• Le salaire de juillet n’a pas été versé hier comme promis

Ils sont très en colère. Les anciens employés de Tex Knits, à L’Escalier, avaient rencontré, le 27 septembre dernier, le ministre du Travail, Soodesh Callichurn. En présence de ce dernier, l’administrateur judiciaire avait « promis » de verser hier leurs salaires de juillet. Mais tel n’a pas été le cas. Remontés, ils se sont rendus hier au ministère du Travail, où l’assurance leur a été donnée que « le nécessaire sera fait au plus tard mardi prochain ». Ils ont déjà prévenu qu’ils camperaient au ministère à partir de mercredi si tel n’est pas le cas.

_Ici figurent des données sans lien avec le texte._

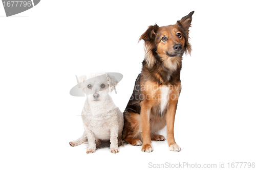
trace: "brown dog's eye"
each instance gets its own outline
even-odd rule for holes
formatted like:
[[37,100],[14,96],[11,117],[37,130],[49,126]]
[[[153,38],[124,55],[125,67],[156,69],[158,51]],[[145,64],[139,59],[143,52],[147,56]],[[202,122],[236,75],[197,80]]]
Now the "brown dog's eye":
[[88,88],[92,88],[92,85],[91,85],[91,84],[88,85],[87,86],[87,87],[88,87]]
[[177,34],[177,36],[179,38],[181,37],[181,33],[178,33]]
[[162,41],[163,41],[163,42],[166,41],[167,41],[166,37],[162,37]]

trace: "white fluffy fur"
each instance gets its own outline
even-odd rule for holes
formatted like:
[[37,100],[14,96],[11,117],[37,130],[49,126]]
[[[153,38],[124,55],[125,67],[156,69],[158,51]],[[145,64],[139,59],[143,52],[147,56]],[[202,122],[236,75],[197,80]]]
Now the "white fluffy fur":
[[[84,132],[82,137],[71,141],[70,145],[76,146],[88,140],[89,146],[87,153],[92,153],[96,151],[95,141],[110,140],[111,152],[118,152],[118,141],[122,135],[123,116],[108,94],[117,85],[117,81],[105,72],[99,72],[81,76],[79,81],[78,87],[87,97],[81,113]],[[105,85],[104,88],[100,87],[102,84]],[[88,88],[89,84],[92,87],[91,89]],[[99,95],[97,101],[93,97],[96,93]]]

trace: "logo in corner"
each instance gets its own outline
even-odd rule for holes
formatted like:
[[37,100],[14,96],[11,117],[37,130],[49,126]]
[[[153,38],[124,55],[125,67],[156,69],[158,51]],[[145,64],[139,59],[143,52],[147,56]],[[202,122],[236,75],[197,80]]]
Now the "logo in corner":
[[38,4],[40,0],[2,0],[6,16],[16,15],[27,11]]

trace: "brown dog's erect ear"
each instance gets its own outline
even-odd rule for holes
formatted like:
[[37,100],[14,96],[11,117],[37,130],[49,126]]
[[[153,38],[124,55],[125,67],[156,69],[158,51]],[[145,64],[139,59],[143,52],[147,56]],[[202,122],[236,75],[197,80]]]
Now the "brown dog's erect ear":
[[159,27],[155,24],[148,27],[148,29],[141,36],[139,41],[143,39],[145,41],[154,41]]
[[140,36],[139,41],[141,40],[144,40],[145,47],[145,60],[150,68],[153,66],[156,62],[156,59],[154,57],[153,51],[156,47],[155,43],[155,38],[159,27],[155,24],[154,26],[148,27],[148,29]]
[[182,30],[185,40],[184,46],[185,53],[188,53],[189,55],[190,54],[192,49],[191,48],[191,45],[188,42],[188,38],[189,38],[188,37],[188,33],[189,33],[188,29],[190,27],[191,21],[192,21],[192,15],[193,15],[194,13],[194,11],[191,12],[188,15],[181,18],[180,20],[177,21],[176,24],[176,26],[179,27],[181,30]]

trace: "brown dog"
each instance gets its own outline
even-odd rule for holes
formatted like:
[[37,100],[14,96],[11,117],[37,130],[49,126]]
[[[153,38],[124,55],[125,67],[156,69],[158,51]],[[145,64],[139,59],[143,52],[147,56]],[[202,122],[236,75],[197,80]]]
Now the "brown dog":
[[174,25],[148,27],[139,40],[145,43],[142,69],[124,112],[123,139],[142,151],[153,151],[151,140],[164,140],[158,132],[167,126],[169,150],[180,151],[174,139],[174,119],[181,89],[180,72],[184,53],[190,54],[188,29],[194,11]]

Trois mois après la fermeture de l’usine Tex Knits, appartenant à Bernard Maigrot, les licenciés attendent toujours la deuxième partie de leurs salaires. Si pour le mois de juin, ils ont été payés en deux tranches, tel n’a pas été le cas pour juillet. À plusieurs reprises, l’administrateur leur a promis que « le nécessaire sera fait », tout comme le 27 septembre dernier, lorsqu’ils se sont rendus chez le ministre du Travail, Soodesh Callichurn, en compagnie de leur député, Bashir Jahangeer. La date du 11 octobre avait même été avancée.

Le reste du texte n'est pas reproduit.